The anti-inflammatory effect is associated with the inhibition of the enzymatic activity of COX-2, which is involved in the biosynthesis of prostaglandins in the area of inflammation. Meloxicam has a lesser effect on COX-1, which is involved in the synthesis of prostaglandin that protects the gastrointestinal mucosa and participates in the regulation of renal blood flow.

It suppresses the synthesis of prostaglandins in the area of inflammation to a greater extent than in the gastric mucosa or kidneys, which is associated with relatively selective inhibition of COX-2.

Pharmacokinetics

After rectal administration, the C_max of meloxicam in plasma at steady state is reached in approximately 5 hours. Meloxicam is highly bound to plasma proteins, mainly albumin (99%). It penetrates into the synovial fluid, where its concentration is approximately 50% of the plasma concentration. The V_d is low, averaging 11 L. Individual variations are 30-40%.

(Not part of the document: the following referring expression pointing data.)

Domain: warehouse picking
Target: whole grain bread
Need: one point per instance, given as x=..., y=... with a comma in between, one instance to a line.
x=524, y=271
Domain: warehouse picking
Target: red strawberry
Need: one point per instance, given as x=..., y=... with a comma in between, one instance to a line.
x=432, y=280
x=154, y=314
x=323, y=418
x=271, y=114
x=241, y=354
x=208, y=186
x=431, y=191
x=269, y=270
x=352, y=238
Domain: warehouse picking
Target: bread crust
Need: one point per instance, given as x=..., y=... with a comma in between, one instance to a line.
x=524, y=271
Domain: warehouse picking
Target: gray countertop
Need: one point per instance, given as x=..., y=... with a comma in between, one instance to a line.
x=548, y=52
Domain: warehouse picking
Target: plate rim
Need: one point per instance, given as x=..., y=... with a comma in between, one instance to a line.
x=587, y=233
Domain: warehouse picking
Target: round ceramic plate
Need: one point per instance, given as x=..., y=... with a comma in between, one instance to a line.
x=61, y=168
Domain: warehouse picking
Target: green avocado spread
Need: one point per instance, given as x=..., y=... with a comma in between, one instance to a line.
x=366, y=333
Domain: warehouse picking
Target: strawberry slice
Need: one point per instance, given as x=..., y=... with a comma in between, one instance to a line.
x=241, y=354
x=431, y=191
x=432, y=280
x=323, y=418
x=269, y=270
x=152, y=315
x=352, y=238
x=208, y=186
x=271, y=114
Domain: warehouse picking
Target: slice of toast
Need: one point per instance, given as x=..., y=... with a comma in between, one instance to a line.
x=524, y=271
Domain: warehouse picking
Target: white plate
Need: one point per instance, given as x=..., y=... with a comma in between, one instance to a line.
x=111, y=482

Meloxicam is almost completely metabolized in the liver to form 4 pharmacologically inactive derivatives. The main metabolite, 5′-carboxymeloxicam (60% of the dose), is formed by oxidation of an intermediate metabolite, 5′-hydroxymethylmeloxicam, which is also excreted but to a lesser extent (9% of the dose). In vitro studies have shown that the isoenzyme CYP2C9 plays an important role in this metabolic transformation, with the isoenzyme CYP3A4 having additional significance. Peroxidase, whose activity probably varies individually, is involved in the formation of two other metabolites (accounting for 16% and 4% of the dose, respectively).

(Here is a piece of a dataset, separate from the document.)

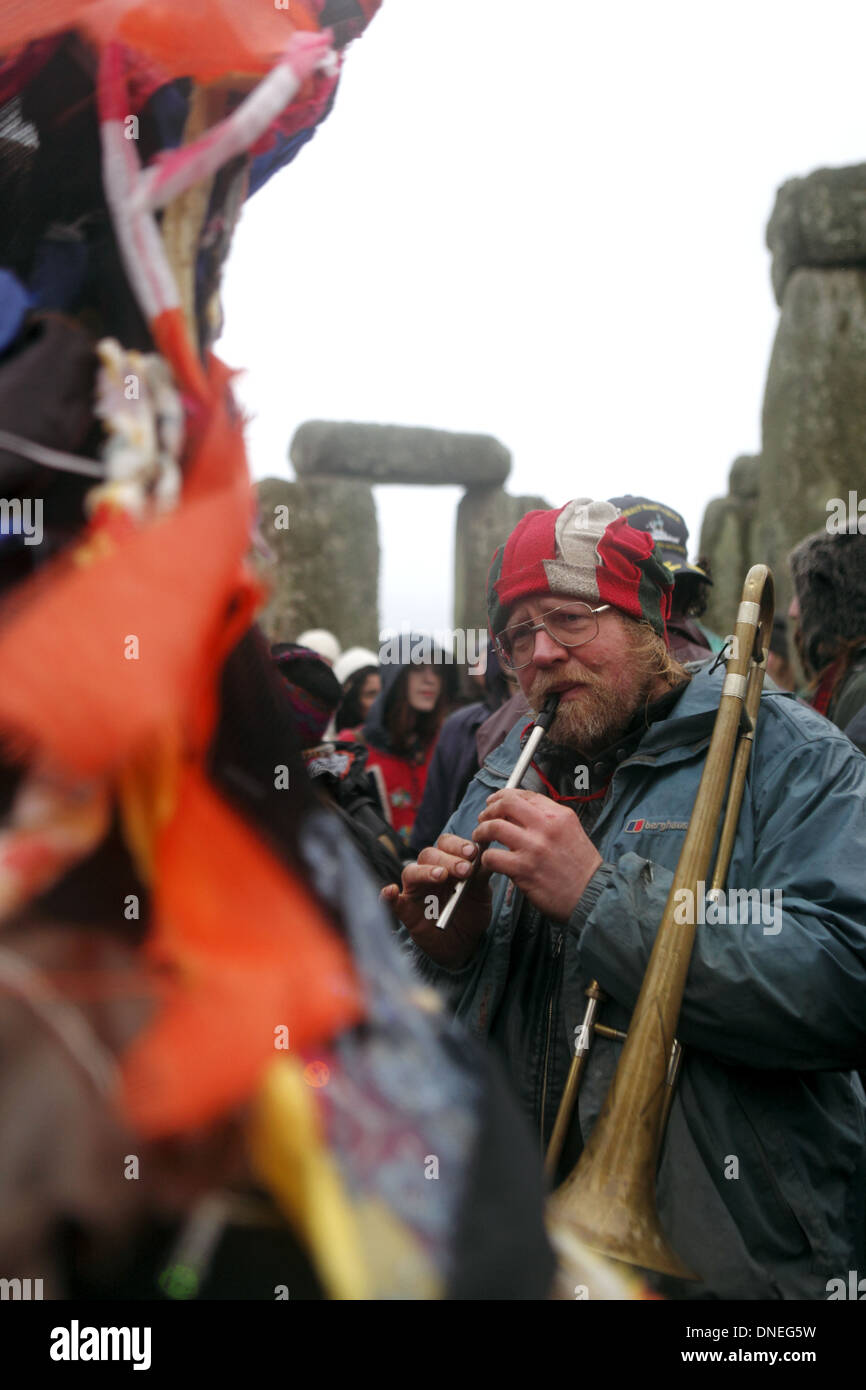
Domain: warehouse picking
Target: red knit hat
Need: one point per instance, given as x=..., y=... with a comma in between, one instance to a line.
x=584, y=551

It is excreted equally through the intestines and kidneys, mainly as metabolites. Less than 5% of the daily dose is excreted unchanged in the feces; in urine, Meloxicam is found only in trace amounts. The average T_1/2 of meloxicam varies from 13 to 25 hours. Plasma clearance averages 7-12 ml/min after a single application.

Indications

Symptomatic treatment: osteoarthritis (arthrosis, degenerative joint diseases), including with a pain component; rheumatoid arthritis; ankylosing spondylitis; other inflammatory and degenerative diseases of the musculoskeletal system, such as arthropathies, dorsopathies (e.g., sciatica, low back pain, shoulder periarthritis), accompanied by pain.

ICD codes

Dosage Regimen

For the gel, apply externally only. Use a thin layer on intact skin over the affected area. Apply and gently rub in twice daily. Wash hands thoroughly after each application. Avoid contact with eyes, mucous membranes, and open wounds. Do not apply under occlusive dressings. The maximum recommended duration of treatment is four weeks.

For suppositories, administer rectally. The standard adult dose is 7.5 mg to 15 mg once per day. Use the lowest effective dose for the shortest duration necessary to control symptoms. For osteoarthritis, the recommended dose is 7.5 mg once daily. For rheumatoid arthritis and ankylosing spondylitis, the recommended dose is 15 mg once daily.

The maximum daily dose is 15 mg. Do not exceed this dose. In elderly patients, initiate therapy at the lower end of the dosage range. Monitor patients for signs of gastrointestinal bleeding and other adverse events. For patients with an increased risk of adverse reactions, use the lowest effective dose. Regularly reassess the need for continued treatment. Discontinue if no therapeutic benefit is achieved.

Adverse Reactions

From the hematopoietic system uncommon – anemia; rare – leukopenia, thrombocytopenia, changes in blood cell counts, including changes in the leukocyte formula.

From the immune system uncommon – immediate hypersensitivity reactions; frequency not known – anaphylactic shock, anaphylactoid reactions.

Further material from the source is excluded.